Dans la sous-préfecture de Damaro, les habitants de plusieurs villages dépendent d’ouvrages de franchissement, parfois construits par eux-mêmes, pour leurs déplacements. C’est le cas notamment de ceux de Tènimbaro, qui passent par un dalot érigé sur un cours d’eau pour arriver chez eux. Mais aujourd’hui, cet ouvrage ne leur permet plus de se déplacer librement. À la moindre crue de la rivière, la traversée devient impossible, et ces citoyens se retrouvent coupés du marché hebdomadaire de Sanankoronin, véritable poumon économique de la zone.
Amara Camara, doyen village de Tènimbaro
« La principale difficulté que nous rencontrons, c’est le problème du pont. Tant que l’eau ne baisse pas, nous ne pouvons pas avoir les condiments et les autres produits de première nécessité. Nous pouvons passer des semaines sans pouvoir traverser, jusqu’à ce que le niveau de l’eau baisse. Lorsque la rivière déborde, nous ne pouvons pas aller à Sanankoronin, et les populations de là-bas ne peuvent pas non plus venir ici. Le pont est vraiment dans un très mauvais état », déplore Amara Camara, le doyen du village, tout en interpellant les autorités sur cette situation. « Nous savons que nous avons un bon président. Nous restons à sa disposition, et nous comptons sur lui pour nous aider à trouver une solution à ce problème », a-t-il dit.

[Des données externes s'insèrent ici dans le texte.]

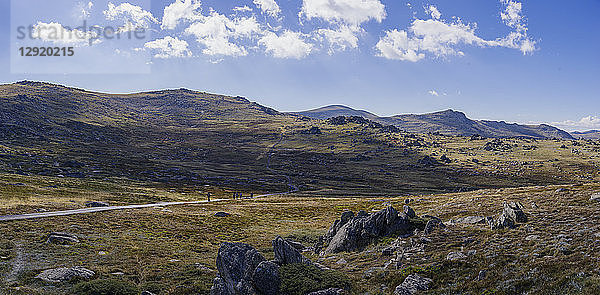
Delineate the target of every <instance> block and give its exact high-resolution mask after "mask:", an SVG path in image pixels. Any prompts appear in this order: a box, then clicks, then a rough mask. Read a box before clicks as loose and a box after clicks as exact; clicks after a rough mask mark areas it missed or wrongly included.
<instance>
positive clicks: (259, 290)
mask: <svg viewBox="0 0 600 295" xmlns="http://www.w3.org/2000/svg"><path fill="white" fill-rule="evenodd" d="M252 280H253V283H254V287H255V288H256V290H257V291H258V293H259V294H264V295H277V294H279V288H280V287H281V278H280V277H279V266H278V265H277V264H275V263H273V262H270V261H263V262H261V263H260V264H259V265H258V266H257V267H256V270H254V274H253V275H252Z"/></svg>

Amara Condé, un autre habitant du village, abonde dans le même sens. Il souligne que cet axe routier a une importance stratégique puisqu’il permet de rallier plusieurs localités.
Amara Condé, habitant de Tènimbaro
« C’est une route principale. Pour aller à Sanankoronin, Kankan, Macenta ou N’Zérékoré, les gens passent par cet axe. Seul Dieu sait les souffrances que nous endurons. Nous ne pouvons plus nous rendre facilement au marché hebdomadaire. Les engins ont énormément de difficultés à franchir la rivière, et on ne peut pas traverser à pied. Cela nous fatigue beaucoup. Nous demandons aux autorités de venir à notre secours », a lancé ce citoyen.

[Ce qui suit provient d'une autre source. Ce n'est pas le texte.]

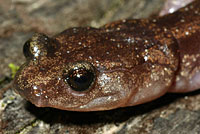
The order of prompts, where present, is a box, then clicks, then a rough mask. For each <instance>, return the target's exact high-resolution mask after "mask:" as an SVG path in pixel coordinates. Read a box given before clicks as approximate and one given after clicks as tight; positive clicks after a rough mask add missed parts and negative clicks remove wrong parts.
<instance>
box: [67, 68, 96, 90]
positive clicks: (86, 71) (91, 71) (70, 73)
mask: <svg viewBox="0 0 200 134" xmlns="http://www.w3.org/2000/svg"><path fill="white" fill-rule="evenodd" d="M66 80H67V82H68V84H69V85H70V87H71V88H72V89H73V90H75V91H85V90H87V89H88V88H89V87H90V85H91V83H92V82H93V80H94V74H93V72H92V71H90V70H86V69H84V68H79V69H75V70H71V71H69V74H68V76H67V79H66Z"/></svg>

Les difficultés ne concernent pas uniquement les populations riveraines. Les commerçants et les transporteurs qui fréquentent le marché hebdomadaire de Sanankoronin sont eux aussi confrontés à des conditions de circulation extrêmement difficiles.

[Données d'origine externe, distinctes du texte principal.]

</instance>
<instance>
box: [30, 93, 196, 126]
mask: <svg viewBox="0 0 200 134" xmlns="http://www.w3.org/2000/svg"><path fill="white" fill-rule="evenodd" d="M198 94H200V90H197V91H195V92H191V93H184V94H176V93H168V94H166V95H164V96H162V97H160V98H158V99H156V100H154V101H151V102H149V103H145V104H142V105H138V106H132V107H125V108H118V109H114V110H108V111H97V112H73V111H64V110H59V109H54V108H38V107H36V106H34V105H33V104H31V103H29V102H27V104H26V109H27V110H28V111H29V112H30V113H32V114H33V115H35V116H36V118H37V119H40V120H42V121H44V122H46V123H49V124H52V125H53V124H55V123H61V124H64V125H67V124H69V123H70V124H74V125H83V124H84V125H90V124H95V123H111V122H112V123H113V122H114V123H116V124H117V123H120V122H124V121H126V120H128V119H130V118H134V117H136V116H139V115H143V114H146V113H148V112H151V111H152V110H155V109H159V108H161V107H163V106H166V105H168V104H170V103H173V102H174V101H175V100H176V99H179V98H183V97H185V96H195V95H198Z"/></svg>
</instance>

Mahawa Camara, commerçante venue au marché de Sanankoronin
« Nous souffrons beaucoup sur cette route. L’autre jour, nous avons été obligés d’emprunter un long détour pour éviter ce pont en souffrance. Aujourd’hui, nous sommes revenus par ici, mais nous avons tous été obligés de descendre du camion pour traverser. Je viens du marché de Sanankoronin et je me rends à N’Zérékoré. Nous sommes descendus par peur, parce que nous n’avons aucune autre alternative », raconte Mahawa Camara, commerçante.
Pour les transporteurs, cette situation ne date d’ailleurs pas d’hier. Laye Oumar Camara, convoyeur sur le tronçon Sanankoronin-N’Zérékoré, dénonce l’état de dégradation avancée de l’ouvrage et l’absence d’entretien de cet axe stratégique.
Laye Oumar Camara, convoyeur sur le tronçon Sanankoronin-N’Zérékoré
« Les difficultés que nous rencontrons sur cette route, seul Dieu les connaît. Depuis plus de 40 ans, aucun engin n’est venu ici pour réhabiliter véritablement cette route. Le pont qui a été construit il y a environ 50 ans est trop petit et ne dispose pas d’un espace suffisant pour faciliter la circulation. Aujourd’hui, lorsqu’un camion doit passer, c’est une grande inquiétude et une peur extrême qui s’installent dans le cœur des usagers. Nous souhaitons la reconstruction de ce pont. Kankan, Conakry, Macenta, N’Zérékoré, Sibiribaro, Banankoro, Kérouané,… tout le monde emprunte cette route pour se rendre au marché hebdomadaire de Sanankoronin. Si aujourd’hui nous sommes confrontés à un tel problème, que pouvons-nous faire ? Nous demandons à notre président, Mamadi Doumbouya, de nous venir en aide. Nous éprouvons énormément de difficultés », se lamente ce transporteur.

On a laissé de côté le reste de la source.